We take security seriously at SessionLab. And for good reason: every person and team using our service expects their data to be secure and confidential. We are constantly working on bringing in state-of-the-art security practices into our product, so you can take advantage of cutting-edge features designed to safeguard your data and work to maintain your trust.

SessionLab’s infrastructure is hosted on Amazon Web Services (AWS). The compliance program of AWS is designed to follow international security standards and regulations while protecting confidentiality and data privacy. Data centres provide the necessary means to operate 24 x 7 and protect data from physical damage and network issues.

Read more here about where your data is stored.

When you access SessionLab, SSL technology protects your information using both server authentication and data encryption. We never store passwords as clear text – they are always hashed securely with state of the art algorithms. All network communication uses TLS with at least 128-bit AES encryption. The connection uses TLS v1.3, and it is encrypted and authenticated using AES_128_GCM and AES_128_CBC, using ECDHE_RSA as the key exchange mechanism. Qualsys’ SSL Labs scored SessionLab’s SSL implementation as “A+” on their SSL Server test.

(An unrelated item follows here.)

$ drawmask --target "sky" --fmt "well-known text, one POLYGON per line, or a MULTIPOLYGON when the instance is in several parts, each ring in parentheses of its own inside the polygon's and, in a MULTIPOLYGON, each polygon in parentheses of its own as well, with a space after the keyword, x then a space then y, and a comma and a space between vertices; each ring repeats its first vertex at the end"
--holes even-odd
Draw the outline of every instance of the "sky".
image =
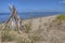
POLYGON ((9 4, 22 12, 65 12, 65 0, 0 0, 0 13, 10 13, 9 4))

Additionally, the data is encrypted at rest using an industry-standard AES-256 algorithm.

SessionLab uses authenticated logins to maintain application security and Secure Socket Layer (SSL) for security during transmission, ensuring complete data privacy.

In case you require further information on our security infrastructure and governance, please get in touch with us at support@sessionlab.com.

All of the data is backed up continuously to a secure location. In addition, we make a daily backup to an off-site secure location. The backup data is kept for 30 days. The data and all of the backups are stored in Europe.

SessionLab is not in the business of storing or processing payments. All payments made to SessionLab are handled by our payment service provider, Braintree Payments (a division of PayPal). Details about their security setup and PCI compliance can be found at Braintree’s security page.

It is essential that we provide a reliable service to our customers, making sure that the data you trust us to store is always available when you need it. During the past year, we reached 99.98% service uptime (the sum time when the service was unavailable during the past 365 days was decreased to under 2 hours).